Albóndigas de Patata en Salsa de Tomate
Comenzamos limpiando las patatas, asegurándonos de eliminar cualquier mancha negra o imperfección. Una vez terminado, las cortamos en cubos de tamaño mediano para hervirlas uniformemente. Colocamos las patatas en una olla con agua fría y añadimos una pizca de sal, luego las ponemos a hervir. Las dejamos hervir durante unos 20 minutos o hasta que se vuelvan suaves, pero no demasiado desmenuzables. Cuando estén listas, escurrimos el agua y las dejamos enfriar un poco. Después de que se hayan enfriado, las aplastamos con un triturador de patatas, añadiendo la margarina, la sal y la pimienta hasta obtener un puré consistente. Es esencial mezclar bien para asegurarnos de que la margarina se derrita completamente e integre en el puré. Una vez que el puré se haya enfriado, lo transferimos a un recipiente cubierto con film transparente y lo colocamos en el refrigerador para que se endurezca hasta el día siguiente.

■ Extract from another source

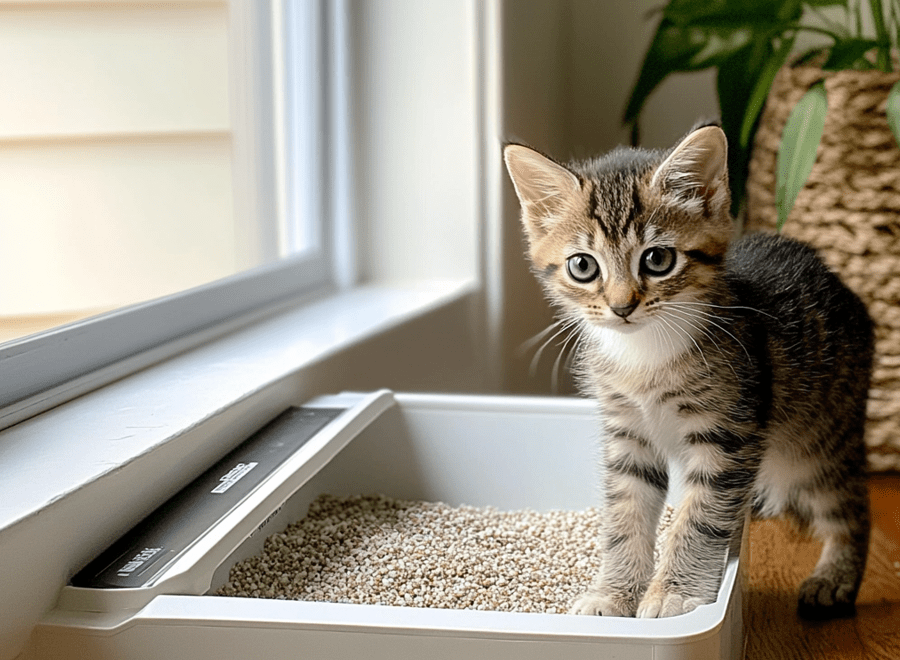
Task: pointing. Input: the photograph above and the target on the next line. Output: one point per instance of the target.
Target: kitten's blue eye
(582, 268)
(658, 261)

Al día siguiente, sacamos el puré del refrigerador y lo transferimos a un tazón grande. Comenzamos a añadir gradualmente la harina y el polvo de hornear, mezclando con una espátula o con las manos hasta que obtengamos una masa homogénea, pero no muy consistente, para que podamos moldear las albóndigas con facilidad. Si es necesario, podemos añadir un poco más de harina, teniendo cuidado de no exagerar, para no secar la masa.

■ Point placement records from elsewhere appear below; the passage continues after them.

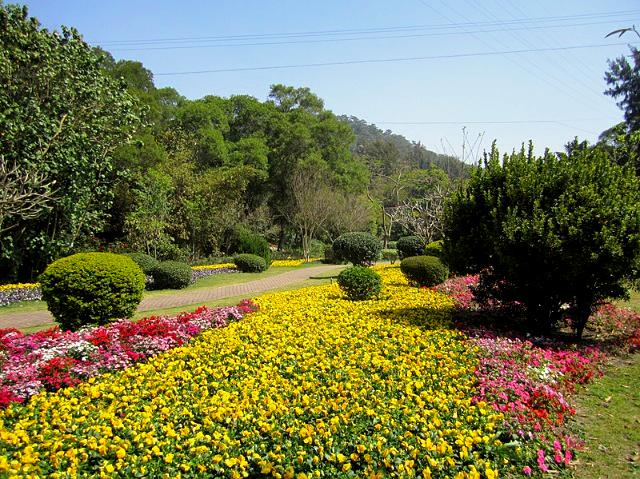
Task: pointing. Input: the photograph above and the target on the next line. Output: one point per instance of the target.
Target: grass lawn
(609, 416)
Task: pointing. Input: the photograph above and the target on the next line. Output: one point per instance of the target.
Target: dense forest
(115, 163)
(93, 156)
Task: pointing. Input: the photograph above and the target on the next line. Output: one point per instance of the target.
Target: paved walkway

Ahora, con las manos ligeramente húmedas, moldeamos la masa en pequeñas formas de albóndigas, que luego pasamos por harina para evitar que se peguen durante la fritura. En una sartén profunda, calentamos el aceite hasta que esté caliente, luego añadimos las albóndigas, friéndolas hasta que se tornen doradas y crujientes por fuera. Es importante no sobrecargar la sartén para asegurarnos de que se frían uniformemente.

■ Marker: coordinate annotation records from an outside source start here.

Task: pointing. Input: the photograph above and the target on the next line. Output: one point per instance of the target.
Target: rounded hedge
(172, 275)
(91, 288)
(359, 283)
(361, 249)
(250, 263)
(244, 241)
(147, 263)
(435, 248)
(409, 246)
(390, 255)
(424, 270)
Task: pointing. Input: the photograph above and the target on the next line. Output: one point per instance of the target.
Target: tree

Mientras tanto, preparamos la salsa. Pelamos y picamos finamente la cebolla, luego la sofreímos en una sartén con aceite hasta que se vuelva translúcida. Agregamos las verduras congeladas directamente a la sartén, una pizca de sal y una taza de agua, dejándolas hervir durante unos 10 minutos hasta que se ablanden. Después de eso, incorporamos el jugo de tomate, ajustamos el sabor con sal y añadimos el diente de ajo machacado, dejando que la salsa hierva durante otros 10 minutos para que los sabores se mezclen.
Para servir, colocamos las albóndigas en un plato, vertiendo generosamente la deliciosa salsa por encima, permitiendo que los sabores se combinen a la perfección. Este plato seguramente se convertirá en una delicia apreciada en el almuerzo o la cena, deleitando a todos los que lo prueben.
Ingredientes: Para las albóndigas: 5 patatas, 1 cucharada de margarina, sal, pimienta, 1 taza de harina blanca, 1/4 de paquete de levadura en polvo, aceite para freír. Para la salsa: 1 cebolla grande, 4-5 cucharadas de aceite, 5-6 cucharadas de verduras congeladas (guisantes, zanahoria, maíz, etc.), 1 diente de ajo, 1 taza de jugo de tomate, sal, otras especias.